There is a good chance I'd have to wear one or be dead if not what my family fought for...against the other side of my family.
Moral Hazard
quote:
Originally posted by elFreak
the values in the 70's were possible because of what happened in the 30's/40's so sorry no dice.


so we can blame Stalin and Churchill for orange plaid bell-bottoms...
elFreak
i blame arch duke ferdinand.
zoogla
Franz Ferdinand is a DJ isn't he?

Moral Hazard
quote:
Originally posted by wienerschnitzel
don't you think that most veterens have a story like that?

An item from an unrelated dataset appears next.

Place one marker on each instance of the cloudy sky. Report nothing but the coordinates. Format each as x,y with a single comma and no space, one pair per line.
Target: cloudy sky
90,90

+1... in my grandfather's own words (in explaining why he does not display his medals... one of only two times he actually talked to me about the war); "I'm no hero, I was just one of thousands that fought on a beach because the fight had to happen. The only thing that sets me apart from most of them is that I happened to survive being shot." Most veterans have stories to tell, all did their part, all sacrificed more then we could imagine.
zoogla
quote:
Originally posted by elFreak
the values in the 70's were possible because of what happened in the 30's/40's so sorry no dice.

omg so ww2 is the fabric of our souls. holy i had no idea you held it that importantly.